I am entitled to use my tivo with any service I have......I can use it to record programs that I receive from a free antenna signal.

Talking about legit.........all this "underground forum" talks about is to hack the tivo...I suppose that is "VERY LEGIT".

Thanks for the help anyway.


----------



## JWThiers (Apr 13, 2005)

abdo1976 said:


> OK..I searched and I read the posts.....however I am a paying TIVO subscriber...whether I get free satellite or not is not the issue here.
> 
> I am entitled to use my tivo with any service I have......I can use it to record programs that I receive from a free antenna signal.
> 
> ...


I admit I don't know much about the "FREE SATELLITE" service you are receiving, but the gist of what I can get from the posts that I have read here is Tivo has the codes. I even think that someone mentioned what codes worked. The problem as I understand it is that guide data is provided for the satellite services are all there already except for dish network. So it is generally assumed here that people are using this setup to steal dishnetwork. I'm not saying you are but that is the general feeling here.
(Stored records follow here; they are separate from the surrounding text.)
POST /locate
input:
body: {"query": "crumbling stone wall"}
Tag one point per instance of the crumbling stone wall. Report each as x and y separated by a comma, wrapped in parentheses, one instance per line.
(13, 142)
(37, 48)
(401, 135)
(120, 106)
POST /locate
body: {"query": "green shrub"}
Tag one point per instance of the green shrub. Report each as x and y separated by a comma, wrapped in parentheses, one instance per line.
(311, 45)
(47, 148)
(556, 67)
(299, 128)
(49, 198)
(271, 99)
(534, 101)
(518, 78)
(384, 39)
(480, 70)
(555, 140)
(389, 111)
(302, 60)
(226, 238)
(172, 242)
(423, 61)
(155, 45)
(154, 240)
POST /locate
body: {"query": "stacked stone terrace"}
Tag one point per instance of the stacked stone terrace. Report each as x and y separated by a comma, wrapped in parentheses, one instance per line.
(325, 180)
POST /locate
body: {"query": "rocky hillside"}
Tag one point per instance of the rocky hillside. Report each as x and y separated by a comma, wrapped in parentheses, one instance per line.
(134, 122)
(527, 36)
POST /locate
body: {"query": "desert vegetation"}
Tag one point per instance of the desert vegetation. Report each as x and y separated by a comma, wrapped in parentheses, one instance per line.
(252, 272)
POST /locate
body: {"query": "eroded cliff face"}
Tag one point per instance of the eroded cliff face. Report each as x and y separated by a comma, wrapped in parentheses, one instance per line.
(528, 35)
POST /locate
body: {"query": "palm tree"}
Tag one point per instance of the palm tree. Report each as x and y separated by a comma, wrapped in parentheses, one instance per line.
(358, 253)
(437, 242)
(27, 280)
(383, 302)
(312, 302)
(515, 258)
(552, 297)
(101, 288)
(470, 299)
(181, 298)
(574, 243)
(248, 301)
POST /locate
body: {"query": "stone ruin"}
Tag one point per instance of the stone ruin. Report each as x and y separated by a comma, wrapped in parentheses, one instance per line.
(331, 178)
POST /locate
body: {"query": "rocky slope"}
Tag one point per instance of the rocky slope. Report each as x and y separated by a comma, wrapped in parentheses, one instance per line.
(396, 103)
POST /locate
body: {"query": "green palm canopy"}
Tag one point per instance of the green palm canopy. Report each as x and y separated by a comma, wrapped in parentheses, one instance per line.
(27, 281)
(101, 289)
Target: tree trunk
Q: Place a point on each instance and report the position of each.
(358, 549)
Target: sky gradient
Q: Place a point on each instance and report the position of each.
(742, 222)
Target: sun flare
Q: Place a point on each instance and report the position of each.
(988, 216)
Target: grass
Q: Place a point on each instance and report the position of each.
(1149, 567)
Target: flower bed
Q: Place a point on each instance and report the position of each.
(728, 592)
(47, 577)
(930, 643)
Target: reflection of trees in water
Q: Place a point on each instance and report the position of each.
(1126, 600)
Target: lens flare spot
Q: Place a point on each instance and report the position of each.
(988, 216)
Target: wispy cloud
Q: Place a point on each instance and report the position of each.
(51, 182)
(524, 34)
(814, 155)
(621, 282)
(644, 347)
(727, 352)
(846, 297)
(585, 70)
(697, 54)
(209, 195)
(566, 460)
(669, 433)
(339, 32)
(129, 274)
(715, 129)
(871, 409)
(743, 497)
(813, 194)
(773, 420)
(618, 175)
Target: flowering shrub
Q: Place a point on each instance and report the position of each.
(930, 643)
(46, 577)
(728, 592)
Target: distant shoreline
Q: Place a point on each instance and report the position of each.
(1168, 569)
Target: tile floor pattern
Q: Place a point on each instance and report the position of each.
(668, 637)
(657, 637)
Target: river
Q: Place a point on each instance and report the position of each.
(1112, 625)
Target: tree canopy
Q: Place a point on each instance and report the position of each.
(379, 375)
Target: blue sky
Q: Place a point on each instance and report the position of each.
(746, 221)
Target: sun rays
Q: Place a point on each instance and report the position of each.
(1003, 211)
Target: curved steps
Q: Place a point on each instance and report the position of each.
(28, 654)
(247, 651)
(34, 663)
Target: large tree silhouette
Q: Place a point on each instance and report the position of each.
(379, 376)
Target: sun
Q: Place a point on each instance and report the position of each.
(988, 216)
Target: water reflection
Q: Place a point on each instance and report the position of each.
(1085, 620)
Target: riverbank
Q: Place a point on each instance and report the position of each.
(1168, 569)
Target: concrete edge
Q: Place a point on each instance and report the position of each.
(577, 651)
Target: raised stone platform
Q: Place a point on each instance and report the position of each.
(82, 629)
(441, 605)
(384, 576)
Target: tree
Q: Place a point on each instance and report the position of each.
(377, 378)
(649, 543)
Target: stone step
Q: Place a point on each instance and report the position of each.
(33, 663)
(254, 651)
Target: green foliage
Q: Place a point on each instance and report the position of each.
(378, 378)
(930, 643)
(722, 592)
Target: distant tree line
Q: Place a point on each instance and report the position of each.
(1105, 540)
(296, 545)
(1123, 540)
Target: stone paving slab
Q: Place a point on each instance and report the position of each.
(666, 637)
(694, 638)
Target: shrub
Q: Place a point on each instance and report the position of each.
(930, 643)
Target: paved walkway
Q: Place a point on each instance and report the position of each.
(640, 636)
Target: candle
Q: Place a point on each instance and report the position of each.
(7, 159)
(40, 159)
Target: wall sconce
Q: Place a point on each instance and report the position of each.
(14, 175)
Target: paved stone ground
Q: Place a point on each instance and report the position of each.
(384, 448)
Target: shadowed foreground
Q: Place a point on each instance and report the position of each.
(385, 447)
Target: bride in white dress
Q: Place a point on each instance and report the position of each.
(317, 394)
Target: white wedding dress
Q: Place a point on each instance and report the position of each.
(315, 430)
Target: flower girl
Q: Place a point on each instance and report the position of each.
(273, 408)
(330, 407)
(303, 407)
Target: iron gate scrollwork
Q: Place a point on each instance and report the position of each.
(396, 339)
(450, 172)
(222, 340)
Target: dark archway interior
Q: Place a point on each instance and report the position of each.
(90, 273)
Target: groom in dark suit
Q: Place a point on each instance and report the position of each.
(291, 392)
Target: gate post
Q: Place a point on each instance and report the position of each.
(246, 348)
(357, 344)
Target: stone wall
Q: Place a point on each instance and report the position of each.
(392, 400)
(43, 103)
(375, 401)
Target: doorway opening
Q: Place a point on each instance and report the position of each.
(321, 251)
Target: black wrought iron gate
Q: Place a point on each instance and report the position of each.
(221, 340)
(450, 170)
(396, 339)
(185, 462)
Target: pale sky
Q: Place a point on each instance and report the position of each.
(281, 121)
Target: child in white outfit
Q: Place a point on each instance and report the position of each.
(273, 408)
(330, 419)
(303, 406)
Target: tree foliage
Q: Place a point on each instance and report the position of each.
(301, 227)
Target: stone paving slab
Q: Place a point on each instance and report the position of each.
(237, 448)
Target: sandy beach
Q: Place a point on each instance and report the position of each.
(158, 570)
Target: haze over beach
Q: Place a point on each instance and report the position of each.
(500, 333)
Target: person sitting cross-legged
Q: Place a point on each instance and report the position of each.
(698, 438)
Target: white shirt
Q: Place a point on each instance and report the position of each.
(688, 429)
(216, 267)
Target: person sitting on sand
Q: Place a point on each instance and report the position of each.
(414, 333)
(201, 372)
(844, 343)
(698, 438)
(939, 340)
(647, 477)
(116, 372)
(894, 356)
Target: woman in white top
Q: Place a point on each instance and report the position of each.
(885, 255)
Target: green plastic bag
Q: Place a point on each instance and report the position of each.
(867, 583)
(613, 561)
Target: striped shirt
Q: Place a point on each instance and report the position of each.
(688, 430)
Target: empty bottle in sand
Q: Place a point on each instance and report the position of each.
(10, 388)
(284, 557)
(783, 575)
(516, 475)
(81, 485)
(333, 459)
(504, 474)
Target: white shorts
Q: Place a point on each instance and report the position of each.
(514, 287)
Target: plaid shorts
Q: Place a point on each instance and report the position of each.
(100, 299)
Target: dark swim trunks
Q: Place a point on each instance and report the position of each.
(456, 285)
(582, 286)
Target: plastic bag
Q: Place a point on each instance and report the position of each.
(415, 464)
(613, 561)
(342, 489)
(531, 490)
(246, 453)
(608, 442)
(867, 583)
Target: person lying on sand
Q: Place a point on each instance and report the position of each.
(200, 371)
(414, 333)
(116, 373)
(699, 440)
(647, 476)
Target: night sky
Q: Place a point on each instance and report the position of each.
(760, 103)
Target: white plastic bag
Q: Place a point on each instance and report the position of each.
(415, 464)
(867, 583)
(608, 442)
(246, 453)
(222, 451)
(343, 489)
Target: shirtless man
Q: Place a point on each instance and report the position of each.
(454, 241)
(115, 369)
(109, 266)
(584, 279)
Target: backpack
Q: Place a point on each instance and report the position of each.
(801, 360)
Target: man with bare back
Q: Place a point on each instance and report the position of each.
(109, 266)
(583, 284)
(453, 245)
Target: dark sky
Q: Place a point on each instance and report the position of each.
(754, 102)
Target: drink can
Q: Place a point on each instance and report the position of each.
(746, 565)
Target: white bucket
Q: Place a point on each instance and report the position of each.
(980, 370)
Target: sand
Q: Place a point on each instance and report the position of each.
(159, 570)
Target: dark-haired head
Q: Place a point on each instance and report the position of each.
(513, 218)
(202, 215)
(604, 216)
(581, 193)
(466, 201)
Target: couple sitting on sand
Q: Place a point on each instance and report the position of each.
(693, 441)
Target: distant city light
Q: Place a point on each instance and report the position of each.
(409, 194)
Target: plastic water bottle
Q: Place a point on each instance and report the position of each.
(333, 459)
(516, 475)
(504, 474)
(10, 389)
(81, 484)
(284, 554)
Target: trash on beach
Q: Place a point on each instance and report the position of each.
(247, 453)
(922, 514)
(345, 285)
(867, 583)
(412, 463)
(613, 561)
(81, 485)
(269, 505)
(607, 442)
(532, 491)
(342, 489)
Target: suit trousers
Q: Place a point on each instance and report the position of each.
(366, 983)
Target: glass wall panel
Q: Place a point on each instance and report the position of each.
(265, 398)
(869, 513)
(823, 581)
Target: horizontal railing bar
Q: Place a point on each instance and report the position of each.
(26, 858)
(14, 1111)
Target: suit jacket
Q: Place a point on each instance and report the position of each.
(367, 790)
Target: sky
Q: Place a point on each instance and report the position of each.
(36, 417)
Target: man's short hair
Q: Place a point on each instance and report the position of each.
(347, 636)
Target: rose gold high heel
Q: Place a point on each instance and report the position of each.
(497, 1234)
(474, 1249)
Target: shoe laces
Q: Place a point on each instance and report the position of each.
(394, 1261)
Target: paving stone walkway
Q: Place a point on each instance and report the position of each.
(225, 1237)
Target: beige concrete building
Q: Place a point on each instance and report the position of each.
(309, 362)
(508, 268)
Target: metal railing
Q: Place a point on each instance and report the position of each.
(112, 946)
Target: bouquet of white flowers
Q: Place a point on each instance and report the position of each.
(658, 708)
As for what we do here the difference is we don't steal the service being provided, we are augmenting features for services we are paying for. Again I am not accusing you, just trying to explain why you won't get much help for that type of problem.


----------



## Gunnyman (Jul 10, 2003)

abdo1976 said:


> OK..I searched and I read the posts.....however I am a paying TIVO subscriber...whether I get free satellite or not is not the issue here.
> 
> I am entitled to use my tivo with any service I have......I can use it to record programs that I receive from a free antenna signal.
> 
> ...


You are entitled to use the TiVo with services it was designed to work with.


----------